REPUBLIKA.CO.ID, JAKARTA -- Pencarian black box atau kotak hitam rekaman komunikasi pesawat Lion Air JT 610 yang jatuh di perairan Tanjung Kerawang, Jawa Barat, masih belum menemui titik terang. Tim SAR juga telah menggunakan multibeam echo sounder sonar yang dapat menyisir adanya logam berat di bawah laut.
"Kami masih mencari khususnya badan utama pesawat dan black box.

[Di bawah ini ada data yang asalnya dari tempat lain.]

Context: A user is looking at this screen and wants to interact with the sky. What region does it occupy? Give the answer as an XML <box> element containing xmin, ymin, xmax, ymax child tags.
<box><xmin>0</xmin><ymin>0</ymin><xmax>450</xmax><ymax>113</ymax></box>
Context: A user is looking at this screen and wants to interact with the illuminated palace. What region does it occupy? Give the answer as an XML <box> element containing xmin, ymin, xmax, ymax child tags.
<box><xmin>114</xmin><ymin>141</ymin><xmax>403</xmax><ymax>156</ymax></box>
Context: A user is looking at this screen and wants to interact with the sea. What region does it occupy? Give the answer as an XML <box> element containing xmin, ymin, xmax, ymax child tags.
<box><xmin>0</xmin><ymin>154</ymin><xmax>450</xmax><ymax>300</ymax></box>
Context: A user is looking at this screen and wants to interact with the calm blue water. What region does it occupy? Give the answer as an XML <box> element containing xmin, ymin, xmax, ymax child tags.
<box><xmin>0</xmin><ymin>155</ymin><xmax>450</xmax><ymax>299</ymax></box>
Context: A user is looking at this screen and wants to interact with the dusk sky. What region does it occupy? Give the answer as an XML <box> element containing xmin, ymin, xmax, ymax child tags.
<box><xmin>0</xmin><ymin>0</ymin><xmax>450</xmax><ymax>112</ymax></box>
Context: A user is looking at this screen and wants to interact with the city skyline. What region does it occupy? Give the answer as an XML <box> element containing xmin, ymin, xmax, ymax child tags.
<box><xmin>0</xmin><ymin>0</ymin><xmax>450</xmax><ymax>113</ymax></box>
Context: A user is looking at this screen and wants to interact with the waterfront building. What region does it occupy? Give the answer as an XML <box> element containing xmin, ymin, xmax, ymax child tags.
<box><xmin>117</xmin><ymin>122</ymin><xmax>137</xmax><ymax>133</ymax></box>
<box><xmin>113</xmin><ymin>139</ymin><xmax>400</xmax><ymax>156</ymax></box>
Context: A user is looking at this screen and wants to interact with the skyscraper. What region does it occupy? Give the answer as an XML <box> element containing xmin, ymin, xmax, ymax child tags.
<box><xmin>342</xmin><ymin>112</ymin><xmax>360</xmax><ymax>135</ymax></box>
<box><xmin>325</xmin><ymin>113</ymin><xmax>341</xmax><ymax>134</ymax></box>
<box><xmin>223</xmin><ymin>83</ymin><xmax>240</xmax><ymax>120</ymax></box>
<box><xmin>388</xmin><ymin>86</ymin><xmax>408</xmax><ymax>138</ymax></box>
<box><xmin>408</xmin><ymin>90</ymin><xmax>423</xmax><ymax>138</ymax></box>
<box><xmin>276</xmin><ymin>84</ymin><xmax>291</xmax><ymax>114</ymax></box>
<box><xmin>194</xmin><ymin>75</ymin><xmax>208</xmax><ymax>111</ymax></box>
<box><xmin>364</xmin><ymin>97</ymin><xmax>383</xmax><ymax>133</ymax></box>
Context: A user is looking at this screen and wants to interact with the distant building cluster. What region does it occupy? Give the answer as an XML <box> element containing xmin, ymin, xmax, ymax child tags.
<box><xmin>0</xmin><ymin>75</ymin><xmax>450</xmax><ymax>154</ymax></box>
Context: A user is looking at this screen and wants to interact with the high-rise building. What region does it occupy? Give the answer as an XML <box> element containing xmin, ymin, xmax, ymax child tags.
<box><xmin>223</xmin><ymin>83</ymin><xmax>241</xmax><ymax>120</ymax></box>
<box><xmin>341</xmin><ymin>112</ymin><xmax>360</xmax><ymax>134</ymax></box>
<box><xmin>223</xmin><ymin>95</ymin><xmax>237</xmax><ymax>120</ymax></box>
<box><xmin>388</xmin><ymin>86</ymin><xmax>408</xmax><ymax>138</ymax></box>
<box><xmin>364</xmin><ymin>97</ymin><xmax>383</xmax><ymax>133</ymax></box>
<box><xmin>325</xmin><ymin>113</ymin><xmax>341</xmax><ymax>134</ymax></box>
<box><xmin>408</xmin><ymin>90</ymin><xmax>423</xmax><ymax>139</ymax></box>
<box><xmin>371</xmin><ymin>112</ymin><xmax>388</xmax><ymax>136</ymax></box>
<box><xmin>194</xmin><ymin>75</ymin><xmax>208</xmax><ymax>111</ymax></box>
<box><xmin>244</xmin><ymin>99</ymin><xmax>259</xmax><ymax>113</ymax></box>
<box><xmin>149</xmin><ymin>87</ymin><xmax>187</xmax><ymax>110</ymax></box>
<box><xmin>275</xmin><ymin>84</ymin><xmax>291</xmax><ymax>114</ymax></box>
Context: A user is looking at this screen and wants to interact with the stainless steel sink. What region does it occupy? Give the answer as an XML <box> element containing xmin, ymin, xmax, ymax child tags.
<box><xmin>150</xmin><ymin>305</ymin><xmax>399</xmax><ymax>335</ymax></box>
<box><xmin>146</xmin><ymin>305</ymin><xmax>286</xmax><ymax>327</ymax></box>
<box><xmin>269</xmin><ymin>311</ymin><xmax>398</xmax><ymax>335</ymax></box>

Sejak pukul 10.30 WIB telah menggunakan multibeam echo sounder somar, tetapi belum melihat sesuatu yang besar di dalam air," kata Kepala Badan SAR Nasional M Syaugi di Jakarta, Selasa (30/10).
Dia mengatakan, alat tersebut mempunyai daya jangkau yang luas sehingga jika telah terdeteksi adanya badan pesawat maka para penyelam akan segera ke bawah. Pada hari pertama pencarian dilakukan lima mil laut dari titik hilang. Pada hari kedua, pencarian diperluas lagi lima mil laut.
Dia menambahkan, pencarian di hari ke dua tidak mengalami kendala, hanya saja arus laut bergerak ke arah selatan dan barat daya. "Kami akan terus melakukan pencarian sampai malam. Kalau tidak ketemu, maka area pencaran akan diperluas lagi," ujar dia.
Dalam melakukan pencarian black box, Haryo mengatakan, tim kami baru bekerja pada Selasa (30/10) pagi. Pasalnya, sebelumnya tim fokus pada pencarian korban.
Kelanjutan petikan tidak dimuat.